This application claims priority of Taiwanese Application No. 093112355, filed on May 3, 2004.
1. Field of the Invention
The invention relates to an acoustic model training method, more particularly to an acoustic model training method, in which sub-speech data sets are used to perform adaptation training of acoustic models of a root speech data set so as to obtain acoustic models of the sub-speech data sets.
2. Description of the Related Art
Current mainstream speech recognition techniques are based on the fundamental principle of statistical model recognition. A complete speech recognition system can be roughly divided into three levels: audio signal processing, acoustic decoding, and linguistic decoding.
For phonetics, in natural speech situations, speech sounds are continuous, i.e., the demarcation between phonetic segments is not distinct. This is the so-called coarticulation phenomenon. Currently, the complicated problem of coarticulation between phonetic segments is overcome mostly by adopting context-dependent models.
Generally speaking, each mono-syllable includes at least one phone. Each phone can be divided into an initial and a final, i.e., a consonant and a vowel. Since the same phone will have different acoustic models in different sentences due to the effect of coarticulation, the number of phones in different languages varies as well. For instance, there are 40-50 phones in English, whereas there are 37 phones in Chinese. If a context-dependent model is built according to context relationship, the required number of acoustic models will be huge. For instance, the Chinese language will require about 60,000 acoustic models, whereas the English language will require about 125,000 acoustic models. Besides, the building of each model requires sufficient speech data in order to impart a certain degree of reliability to the model. In order that there are sufficient speech data for each speech model to train reliable models, parameter sharing is a usually adopted approach to speech training.
At present, a decision tree is employed to train acoustic models using relevant speech data sharing parameters. The decision tree is a method of integrating phonetics and acoustics in a top-down approach, in which all the speech data belonging to the same phone are placed at the uppermost level, and are divided into two clusters. The differences among elements in the same cluster are smaller, whereas the differences among elements in different clusters are larger. In this way, acoustically similar models can be grouped together, while dissimilar models can be separated. Iterative splitting will yield clusters that are sets of shared parameters. The models in the same cluster can share speech training data and parameters. However, the clusters are not split without restraint. If the number of speech data in a cluster is less than a threshold value, i.e., the amount of speech training data in the cluster is sparse, the models to be trained therefrom will not have robustness, thereby resulting in inaccurate training models. A current method to solve this problem is by backing-off to all the speech data in the level immediately above the cluster and using the same as the reference speech data when building the models. That is to say, using the models in the level immediately above the cluster as substitutes. For instance, if there are insufficient speech data beginning with the initial phone “an” (meaning that “a” is followed by “n” speech data), the parameters of the initial phone “a” are backed-off to substitute “an”. However, in actuality, the threshold value of the number of speech data in the speech data clusters is not easy to determine, and backing-off to the parameters of the speech data in the upper level offers little help in enhancing the resolution of the models.

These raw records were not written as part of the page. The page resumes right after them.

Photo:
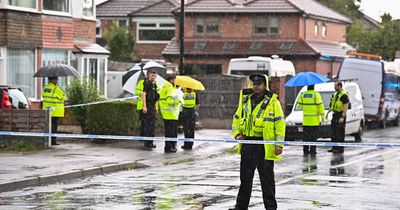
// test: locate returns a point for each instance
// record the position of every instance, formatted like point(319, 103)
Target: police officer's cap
point(257, 79)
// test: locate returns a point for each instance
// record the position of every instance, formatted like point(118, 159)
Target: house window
point(324, 30)
point(56, 5)
point(156, 32)
point(23, 3)
point(95, 70)
point(208, 26)
point(98, 28)
point(88, 8)
point(316, 29)
point(123, 23)
point(52, 57)
point(266, 25)
point(20, 70)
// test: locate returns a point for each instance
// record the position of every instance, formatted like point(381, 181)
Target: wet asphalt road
point(361, 178)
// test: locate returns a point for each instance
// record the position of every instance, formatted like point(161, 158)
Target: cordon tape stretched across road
point(233, 141)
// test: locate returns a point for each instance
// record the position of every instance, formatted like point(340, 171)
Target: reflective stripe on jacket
point(53, 97)
point(336, 104)
point(189, 100)
point(168, 104)
point(313, 107)
point(267, 121)
point(138, 92)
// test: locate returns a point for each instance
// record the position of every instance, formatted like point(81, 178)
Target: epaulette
point(247, 91)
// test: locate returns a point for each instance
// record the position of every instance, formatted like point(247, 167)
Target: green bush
point(116, 118)
point(81, 92)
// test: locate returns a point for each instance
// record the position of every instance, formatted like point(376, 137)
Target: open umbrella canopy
point(57, 70)
point(306, 78)
point(150, 65)
point(130, 84)
point(189, 82)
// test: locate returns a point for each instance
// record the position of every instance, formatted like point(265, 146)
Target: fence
point(24, 121)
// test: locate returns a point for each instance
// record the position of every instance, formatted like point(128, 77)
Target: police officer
point(149, 97)
point(313, 112)
point(53, 98)
point(259, 117)
point(189, 105)
point(170, 106)
point(339, 105)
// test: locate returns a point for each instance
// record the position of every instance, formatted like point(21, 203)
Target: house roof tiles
point(241, 47)
point(309, 7)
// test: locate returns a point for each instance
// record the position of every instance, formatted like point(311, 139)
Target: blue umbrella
point(306, 78)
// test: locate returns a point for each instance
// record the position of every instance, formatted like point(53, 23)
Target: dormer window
point(316, 29)
point(324, 30)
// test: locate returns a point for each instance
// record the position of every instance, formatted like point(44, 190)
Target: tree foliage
point(384, 41)
point(120, 43)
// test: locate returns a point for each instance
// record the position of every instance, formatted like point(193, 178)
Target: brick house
point(37, 33)
point(309, 34)
point(150, 21)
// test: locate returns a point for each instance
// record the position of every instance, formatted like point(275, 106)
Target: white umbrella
point(148, 65)
point(130, 84)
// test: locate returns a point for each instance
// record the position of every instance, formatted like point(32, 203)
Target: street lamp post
point(181, 36)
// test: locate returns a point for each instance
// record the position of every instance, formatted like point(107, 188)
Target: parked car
point(379, 82)
point(13, 98)
point(355, 114)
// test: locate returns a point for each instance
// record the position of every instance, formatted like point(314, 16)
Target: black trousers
point(310, 134)
point(54, 128)
point(252, 157)
point(188, 125)
point(171, 130)
point(148, 125)
point(338, 130)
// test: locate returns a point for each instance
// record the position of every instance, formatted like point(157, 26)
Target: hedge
point(115, 118)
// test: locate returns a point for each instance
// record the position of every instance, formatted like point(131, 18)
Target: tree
point(120, 43)
point(349, 8)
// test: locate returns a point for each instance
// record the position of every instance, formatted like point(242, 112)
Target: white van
point(273, 66)
point(379, 83)
point(355, 113)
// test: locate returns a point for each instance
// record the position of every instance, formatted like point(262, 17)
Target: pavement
point(78, 158)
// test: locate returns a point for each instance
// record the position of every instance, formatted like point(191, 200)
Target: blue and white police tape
point(97, 102)
point(233, 141)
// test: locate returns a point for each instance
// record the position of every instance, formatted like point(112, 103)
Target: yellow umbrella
point(189, 82)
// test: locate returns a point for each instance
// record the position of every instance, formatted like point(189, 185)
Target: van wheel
point(358, 136)
point(397, 121)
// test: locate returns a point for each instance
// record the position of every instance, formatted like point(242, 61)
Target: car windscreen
point(326, 98)
point(18, 99)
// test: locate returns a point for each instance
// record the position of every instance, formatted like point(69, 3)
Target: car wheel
point(358, 136)
point(397, 121)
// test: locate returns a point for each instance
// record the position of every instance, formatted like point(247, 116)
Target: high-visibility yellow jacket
point(168, 104)
point(313, 108)
point(138, 92)
point(266, 120)
point(53, 97)
point(189, 100)
point(336, 104)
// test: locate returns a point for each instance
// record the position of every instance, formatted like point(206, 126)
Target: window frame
point(157, 26)
point(7, 5)
point(205, 22)
point(266, 22)
point(35, 84)
point(93, 10)
point(324, 31)
point(59, 13)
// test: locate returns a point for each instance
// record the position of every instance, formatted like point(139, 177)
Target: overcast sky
point(376, 8)
point(373, 8)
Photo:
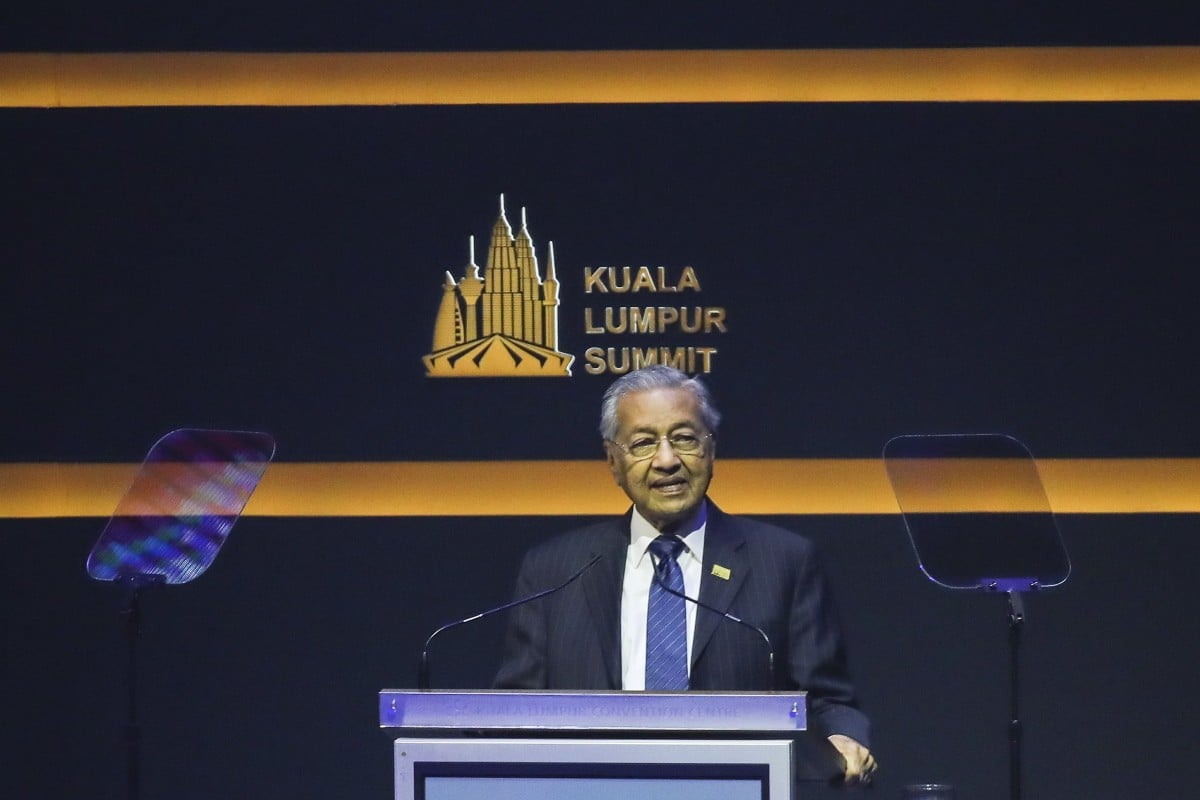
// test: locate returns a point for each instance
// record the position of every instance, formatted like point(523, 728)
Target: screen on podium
point(593, 769)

Therefore, the object of this invention is to provide an acoustic model training method which can effectively use available speech data to build a relatively precise acoustic model.
According to one aspect of this invention, an acoustic model training method includes:
(a) constructing a root speech data set, the root speech data set having a plurality of root speech data, each of the root speech data having a root phone;
(b) constructing a Hidden Markov Model for the root speech data set;
(c) constructing a sub-speech data set dependent on the root phone, the sub-speech data set having at least one sub-speech datum, the sub-speech datum having the root phone and a sub-phone adjacent to the root phone; and
(d) using the following equation to update a parameter mean value of the sub-speech data set:
where {overscore (μi)} and {overscore (μd)} are mean values of Hidden Markov Model parameters for the root speech data set and the sub-speech data set, respectively, ni and nd are numbers of samples of speech data in the root speech data set and the sub-speech data set, respectively, k is a weighted value, and {overscore (μ)} is the updated mean value of the Hidden Markov Model parameters for the sub-speech data set.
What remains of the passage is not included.